6.15. Wat de proceskosten betreft:
6.15.1. Een kostenveroordeling ten laste of ten gunste van Zet is niet aan de orde, gelet op hetgeen hiervoor is overwogen onder rov. ?6.14.2. Hetgeen hierna wordt overwogen geldt uitsluitend in de relatie tot SB.
6.15.2. Volgens Fatboy hebben haar kosten van rechtsbijstand in hoger beroep € 102.086,72 bedragen, exclusief verschotten; zij beperkt haar vordering tot € 50.000,-- (voor wat betreft het hoger beroep).
6.15.3. Enig gemotiveerd verweer tegen de hoogte van die kosten is niet gevoerd door SB, die trouwens haar kosten van rechtsbijstand specificeert op een bedrag van € 44.583,90 (of dit inclusief of exclusief btw luidt is onduidelijk; op de rekeningen wordt telkens “0% VAT” vermeld.
6.15.4. Bij deze stand van zaken kunnen de proceskosten in hoger beroep tot een bedrag van € 50.000,-- worden toegewezen. Gelet op de opbouw van het kostenoverzicht moet het bij het door Fatboy gevorderde en toe te wijzen bedrag gaan om een bedrag exclusief btw.
6.15.5. In eerste aanleg had Fatboy haar kosten gespecificeerd tot een bedrag van € 25.434,91 inclusief 19% btw (tabblad 11 in het dossier, blad 3/3); dit had betrekking op werkzaamheden tot 1 april 2008. Exclusief btw bedraagt dit € 21.373,87.
Op 13 mei 2008 vond de behandeling ten overstaan van de voorzieningenrechter plaats.
In het overzicht van de kosten in hoger beroep, kosten van De Brauw Blackstone Westbroek wordt verwezen naar een factuur nr. 13108195 van 30-7-2009, maar dat moet zijn: 30 juli 2008. Deze factuur, groot € 72.607,50 exclusief btw, had betrekking op werkzaamheden vanaf 1 april 2008 en betreft deels de eerste aanleg. Volgens (de raadsman van) Fatboy betrof dat 242,10 uren. Het hof telt 239,30 uren, maar kan zich plaatselijk vergist hebben.
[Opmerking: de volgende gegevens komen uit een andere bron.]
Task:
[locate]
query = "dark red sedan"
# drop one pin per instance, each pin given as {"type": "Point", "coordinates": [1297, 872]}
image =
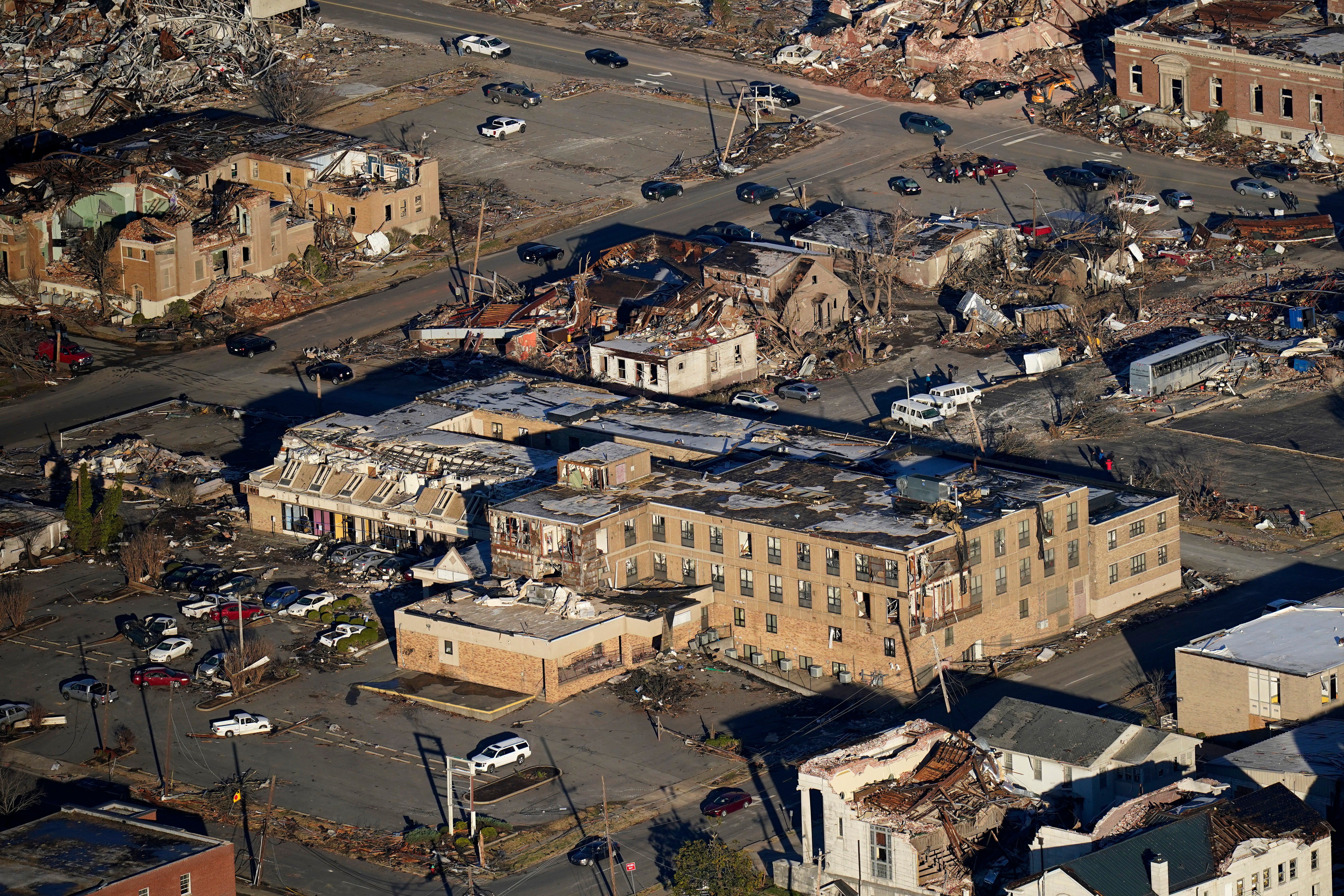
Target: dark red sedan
{"type": "Point", "coordinates": [159, 678]}
{"type": "Point", "coordinates": [229, 613]}
{"type": "Point", "coordinates": [726, 803]}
6.15.6. Van die 239,30 uren vallen er 63,2 na 13 mei 2008 (datum kort geding) en dus 176,10 daarvoor. Naar rato teruggerekend naar 242,10 uren: 63,9 na 13 mei 2008 en 178,2 voor 13 mei.
6.15.7. Dat betekent dat van de rekening van 30 juli 2008 een deel groot 178,2 ./. 242,1 x € 72.607,50 oftewel € 53.443,43 betrekking zou hebben op de procedure in eerste aanleg en een deel groot € 19.164,07 – en dus niet € 40.000,-- - betrekking zou hebben op het hoger beroep.
6.15.8. In de eigen specificatie van Fatboy ligt echter besloten dat zij van die factuur slechts € 32.607,50 (exclusief btw) toerekent aan de eerste aanleg. Die proceskosten zijn niet gemotiveerd door SB betwist.
6.15.9. Aan proceskosten in eerste aanleg is dus toewijsbaar € 21.373,87 plus € 32.607,50, samen € 53.981,37, exclusief btw.